Centre for Computational Systems Biology, School of Mathematical Sciences, Fudan University, Shanghai, China.
Institute of Science and Technology for Brain-Inspired Intelligence, Fudan University, Shanghai, China.
PLoS Genet. 2018 Feb 23;14(2):e1007206. doi: 10.1371/journal.pgen.1007206. eCollection 2018 Feb.
Hepatitis B virus (HBV) infection is a common problem in the world, especially in China. More than 60-80% of hepatocellular carcinoma (HCC) cases can be attributed to HBV infection in high HBV prevalent regions. Although traditional Sanger sequencing has been extensively used to investigate HBV sequences, NGS is becoming more commonly used. Further, it is unknown whether word pattern frequencies of HBV reads by Next Generation Sequencing (NGS) can be used to investigate HBV genotypes and predict HCC status. In this study, we used NGS to sequence the pre-S region of the HBV sequence of 94 HCC patients and 45 chronic HBV (CHB) infected individuals. Word pattern frequencies among the sequence data of all individuals were calculated and compared using the Manhattan distance.
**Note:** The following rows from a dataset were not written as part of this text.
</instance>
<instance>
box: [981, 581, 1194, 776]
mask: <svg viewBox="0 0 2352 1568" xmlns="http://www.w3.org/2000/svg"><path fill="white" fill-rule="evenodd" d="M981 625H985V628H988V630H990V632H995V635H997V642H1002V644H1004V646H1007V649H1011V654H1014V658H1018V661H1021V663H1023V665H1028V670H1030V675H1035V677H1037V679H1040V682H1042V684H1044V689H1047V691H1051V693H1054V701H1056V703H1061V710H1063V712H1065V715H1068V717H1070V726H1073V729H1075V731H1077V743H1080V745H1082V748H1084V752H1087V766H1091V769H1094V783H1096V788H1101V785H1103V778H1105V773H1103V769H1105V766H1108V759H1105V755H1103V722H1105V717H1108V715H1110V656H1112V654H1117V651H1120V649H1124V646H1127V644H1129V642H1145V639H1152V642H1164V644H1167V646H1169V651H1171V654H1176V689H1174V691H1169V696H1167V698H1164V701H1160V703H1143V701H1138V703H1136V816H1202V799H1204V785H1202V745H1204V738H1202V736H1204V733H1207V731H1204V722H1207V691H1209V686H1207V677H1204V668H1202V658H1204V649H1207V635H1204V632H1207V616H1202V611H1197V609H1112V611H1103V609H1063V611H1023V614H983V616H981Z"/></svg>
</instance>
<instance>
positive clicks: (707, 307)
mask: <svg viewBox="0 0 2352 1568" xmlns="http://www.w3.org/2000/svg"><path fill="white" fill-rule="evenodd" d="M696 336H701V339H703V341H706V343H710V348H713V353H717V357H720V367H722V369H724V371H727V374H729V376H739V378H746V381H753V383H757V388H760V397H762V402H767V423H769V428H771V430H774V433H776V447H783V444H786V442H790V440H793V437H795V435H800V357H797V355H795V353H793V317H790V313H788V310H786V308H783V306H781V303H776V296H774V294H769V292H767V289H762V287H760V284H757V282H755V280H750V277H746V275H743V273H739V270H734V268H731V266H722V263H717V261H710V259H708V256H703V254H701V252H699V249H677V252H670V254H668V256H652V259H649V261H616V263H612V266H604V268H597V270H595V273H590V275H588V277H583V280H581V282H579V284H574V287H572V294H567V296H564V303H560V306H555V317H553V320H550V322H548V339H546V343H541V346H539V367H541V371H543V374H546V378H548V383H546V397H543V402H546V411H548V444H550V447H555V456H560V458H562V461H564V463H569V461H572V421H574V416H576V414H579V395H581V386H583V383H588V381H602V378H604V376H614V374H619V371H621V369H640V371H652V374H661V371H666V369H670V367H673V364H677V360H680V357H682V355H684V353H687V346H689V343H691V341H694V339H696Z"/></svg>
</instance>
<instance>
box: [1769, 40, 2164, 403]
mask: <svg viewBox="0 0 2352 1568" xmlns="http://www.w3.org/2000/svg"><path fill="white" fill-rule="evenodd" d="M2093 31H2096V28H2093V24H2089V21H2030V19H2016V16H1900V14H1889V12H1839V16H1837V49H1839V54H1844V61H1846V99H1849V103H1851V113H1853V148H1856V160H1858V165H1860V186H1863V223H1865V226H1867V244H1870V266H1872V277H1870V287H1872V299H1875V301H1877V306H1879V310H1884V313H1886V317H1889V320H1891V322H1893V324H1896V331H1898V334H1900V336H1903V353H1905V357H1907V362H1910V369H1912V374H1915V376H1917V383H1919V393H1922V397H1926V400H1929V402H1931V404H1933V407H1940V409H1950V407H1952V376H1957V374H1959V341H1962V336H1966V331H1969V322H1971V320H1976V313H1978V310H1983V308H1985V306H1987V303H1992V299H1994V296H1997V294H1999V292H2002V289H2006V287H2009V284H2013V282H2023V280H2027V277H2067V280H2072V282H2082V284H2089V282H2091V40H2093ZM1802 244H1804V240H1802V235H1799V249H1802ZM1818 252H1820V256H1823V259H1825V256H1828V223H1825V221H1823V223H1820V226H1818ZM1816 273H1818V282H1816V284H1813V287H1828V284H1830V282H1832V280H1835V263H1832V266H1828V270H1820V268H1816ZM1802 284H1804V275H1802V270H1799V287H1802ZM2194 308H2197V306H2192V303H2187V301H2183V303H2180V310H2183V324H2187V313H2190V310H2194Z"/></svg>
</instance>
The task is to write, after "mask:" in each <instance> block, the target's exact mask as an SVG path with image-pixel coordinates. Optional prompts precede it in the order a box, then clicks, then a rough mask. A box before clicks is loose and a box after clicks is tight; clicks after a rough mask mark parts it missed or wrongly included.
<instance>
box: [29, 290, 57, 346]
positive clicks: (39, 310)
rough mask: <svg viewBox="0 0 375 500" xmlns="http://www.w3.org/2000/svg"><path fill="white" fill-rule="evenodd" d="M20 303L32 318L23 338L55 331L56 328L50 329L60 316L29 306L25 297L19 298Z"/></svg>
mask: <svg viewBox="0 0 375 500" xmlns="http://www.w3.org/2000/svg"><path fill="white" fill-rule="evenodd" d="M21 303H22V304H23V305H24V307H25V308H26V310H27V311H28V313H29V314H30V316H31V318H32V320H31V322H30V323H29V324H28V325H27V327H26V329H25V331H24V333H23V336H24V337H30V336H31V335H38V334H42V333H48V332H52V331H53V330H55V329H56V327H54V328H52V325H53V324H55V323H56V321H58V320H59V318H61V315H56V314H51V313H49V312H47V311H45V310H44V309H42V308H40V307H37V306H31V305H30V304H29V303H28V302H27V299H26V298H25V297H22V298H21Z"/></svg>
The individuals were grouped using principal coordinate analysis (PCoA) and hierarchical clustering. Word pattern frequencies were also used to build prediction models for HCC status using both K-nearest neighbors (KNN) and support vector machine (SVM). We showed the extremely high power of analyzing HBV sequences using word patterns. Our key findings include that the first principal coordinate of the PCoA analysis was highly associated with the fraction of genotype B (or C) sequences and the second principal coordinate was significantly associated with the probability of having HCC. Hierarchical clustering first groups the individuals according to their major genotypes followed by their HCC status. Using cross-validation, high area under the receiver operational characteristic curve (AUC) of around 0.88 for KNN and 0.92 for SVM were obtained. In the independent data set of 46 HCC patients and 31 CHB individuals, a good AUC score of 0.77 was obtained using SVM. It was further shown that 3000 reads for each individual can yield stable prediction results for SVM. Thus, another key finding is that word patterns can be used to predict HCC status with high accuracy. Therefore, our study shows clearly that word pattern frequencies of HBV sequences contain much information about the composition of different HBV genotypes and the HCC status of an individual.
乙型肝炎病毒(HBV)感染是一个全球性的常见问题,尤其是在中国。在高 HBV 流行地区,超过 60-80%的肝细胞癌(HCC)病例可归因于 HBV 感染。尽管传统的 Sanger 测序已广泛用于研究 HBV 序列,但 NGS 越来越常用。此外,尚不清楚通过下一代测序(NGS)读取 HBV 的词频模式是否可用于研究 HBV 基因型并预测 HCC 状态。在这项研究中,我们使用 NGS 对 94 例 HCC 患者和 45 例慢性 HBV(CHB)感染个体的 HBV 序列前 S 区进行测序。使用曼哈顿距离计算并比较所有个体序列数据中的词频模式。使用主坐标分析(PCoA)和层次聚类对个体进行分组。还使用 K-最近邻(KNN)和支持向量机(SVM)构建 HCC 状态的预测模型。我们展示了使用词模式分析 HBV 序列的极高能力。我们的主要发现包括:PCoA 分析的第一主坐标与基因型 B(或 C)序列的分数高度相关,第二主坐标与 HCC 发生的概率显著相关。层次聚类首先根据主要基因型对个体进行分组,然后根据 HCC 状态进行分组。使用交叉验证,KNN 的 AUC 约为 0.88,SVM 的 AUC 约为 0.92。在 46 例 HCC 患者和 31 例 CHB 个体的独立数据集上,SVM 获得了良好的 AUC 评分 0.77。进一步表明,每个个体 3000 个读取可产生 SVM 稳定的预测结果。因此,另一个关键发现是,HBV 序列的词频模式可以用于高精度预测 HCC 状态。因此,我们的研究清楚地表明,HBV 序列的词频模式包含有关不同 HBV 基因型组成和个体 HCC 状态的大量信息。